IV Tenecteplase in Ischemic Stroke Prior to Mechanical Thrombectomy
Tenecteplase at a dose of 0.25 mg/kg is recommended over alteplase as the preferred thrombolytic agent prior to mechanical thrombectomy in patients with large vessel occlusion ischemic stroke within 4.5 hours of symptom onset. 1
Evidence-Based Rationale
Efficacy and Safety Profile
Tenecteplase has emerged as an effective alternative to alteplase for thrombolysis prior to mechanical thrombectomy, with several key advantages:
- Superior reperfusion rates: Tenecteplase achieves higher rates of early reperfusion before thrombectomy compared to alteplase (22% vs 10%) 2
- Improved functional outcomes: Patients receiving tenecteplase demonstrate better 90-day functional outcomes with a median modified Rankin Scale score of 2 vs 3 for alteplase 2
- Comparable safety profile: Symptomatic intracerebral hemorrhage rates are similar between tenecteplase and alteplase (approximately 1% in both groups) 2
Optimal Dosing
The optimal dose of tenecteplase has been established:
- 0.25 mg/kg (maximum 25 mg) is the recommended dose 1
- Higher doses (0.40 mg/kg) do not provide additional benefit in reperfusion rates (19.3% for both doses) and may potentially increase bleeding risk 3
Practical Advantages
Tenecteplase offers significant practical advantages over alteplase:
- Single bolus administration versus the 1-hour infusion required for alteplase 4
- Improved workflow efficiency with reduced door-to-needle times (140 min vs 165 min) 5
- Particularly valuable in time-sensitive scenarios such as mobile stroke units or during healthcare system constraints 1, 5
Implementation Algorithm
Patient Selection:
- Confirm ischemic stroke with large vessel occlusion (internal carotid, basilar, or middle cerebral artery)
- Ensure patient is within 4.5 hours of symptom onset
- Verify eligibility for IV thrombolysis (no contraindications)
Dosing and Administration:
- Calculate tenecteplase dose at 0.25 mg/kg (maximum 25 mg)
- Administer as a single IV bolus
- Proceed to mechanical thrombectomy without delay
Post-Administration Monitoring:
- Monitor for signs of intracerebral hemorrhage
- Assess for early neurological improvement
- Proceed with planned mechanical thrombectomy regardless of clinical improvement
Important Caveats and Considerations
- Time window limitations: Tenecteplase, like alteplase, should not be administered beyond 4.5 hours from symptom onset unless advanced imaging selection criteria are met 4
- Contraindications: Standard contraindications for thrombolysis apply (recent surgery, active bleeding, coagulopathy)
- Mechanical thrombectomy timing: Do not delay thrombectomy to observe for clinical response to tenecteplase
Historical Context and Evolution of Guidelines
It's important to note that earlier guidelines (2012) suggested against mechanical thrombectomy (Grade 2C) 4, but this recommendation has been superseded by more recent evidence.
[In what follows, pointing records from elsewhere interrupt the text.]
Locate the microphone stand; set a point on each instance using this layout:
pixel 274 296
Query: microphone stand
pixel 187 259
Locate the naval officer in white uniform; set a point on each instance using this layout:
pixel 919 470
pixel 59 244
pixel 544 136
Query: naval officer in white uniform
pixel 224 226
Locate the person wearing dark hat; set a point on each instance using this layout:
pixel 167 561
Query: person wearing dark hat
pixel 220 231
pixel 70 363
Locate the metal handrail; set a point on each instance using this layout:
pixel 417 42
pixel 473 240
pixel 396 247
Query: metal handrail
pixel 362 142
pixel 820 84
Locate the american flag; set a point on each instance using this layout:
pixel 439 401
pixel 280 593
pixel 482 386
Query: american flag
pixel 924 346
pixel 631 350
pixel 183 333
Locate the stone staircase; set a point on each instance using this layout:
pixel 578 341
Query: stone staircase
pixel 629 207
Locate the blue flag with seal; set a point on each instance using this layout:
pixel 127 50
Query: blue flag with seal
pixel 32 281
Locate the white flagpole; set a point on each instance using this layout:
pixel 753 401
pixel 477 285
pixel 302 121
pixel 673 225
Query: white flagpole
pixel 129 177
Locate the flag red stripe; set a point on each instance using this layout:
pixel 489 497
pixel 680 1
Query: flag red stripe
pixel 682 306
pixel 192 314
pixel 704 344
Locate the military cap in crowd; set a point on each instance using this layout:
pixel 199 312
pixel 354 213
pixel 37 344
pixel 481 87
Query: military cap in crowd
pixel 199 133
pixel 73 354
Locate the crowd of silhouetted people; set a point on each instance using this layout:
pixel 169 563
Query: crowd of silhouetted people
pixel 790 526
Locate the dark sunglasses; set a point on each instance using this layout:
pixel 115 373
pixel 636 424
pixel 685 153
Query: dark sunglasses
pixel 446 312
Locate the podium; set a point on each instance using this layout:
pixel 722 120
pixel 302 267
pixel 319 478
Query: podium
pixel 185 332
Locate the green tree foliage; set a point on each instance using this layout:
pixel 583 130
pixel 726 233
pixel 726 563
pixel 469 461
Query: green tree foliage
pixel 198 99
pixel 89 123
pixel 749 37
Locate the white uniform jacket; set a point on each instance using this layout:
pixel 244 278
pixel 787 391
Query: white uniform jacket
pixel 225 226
The 2018 guidelines began acknowledging the potential role of tenecteplase as an alternative to alteplase 4, and subsequent research has further solidified its position.
The most recent European Stroke Organisation recommendations (2023) provide strong support for tenecteplase use, particularly in patients with large vessel occlusion planned for mechanical thrombectomy 1.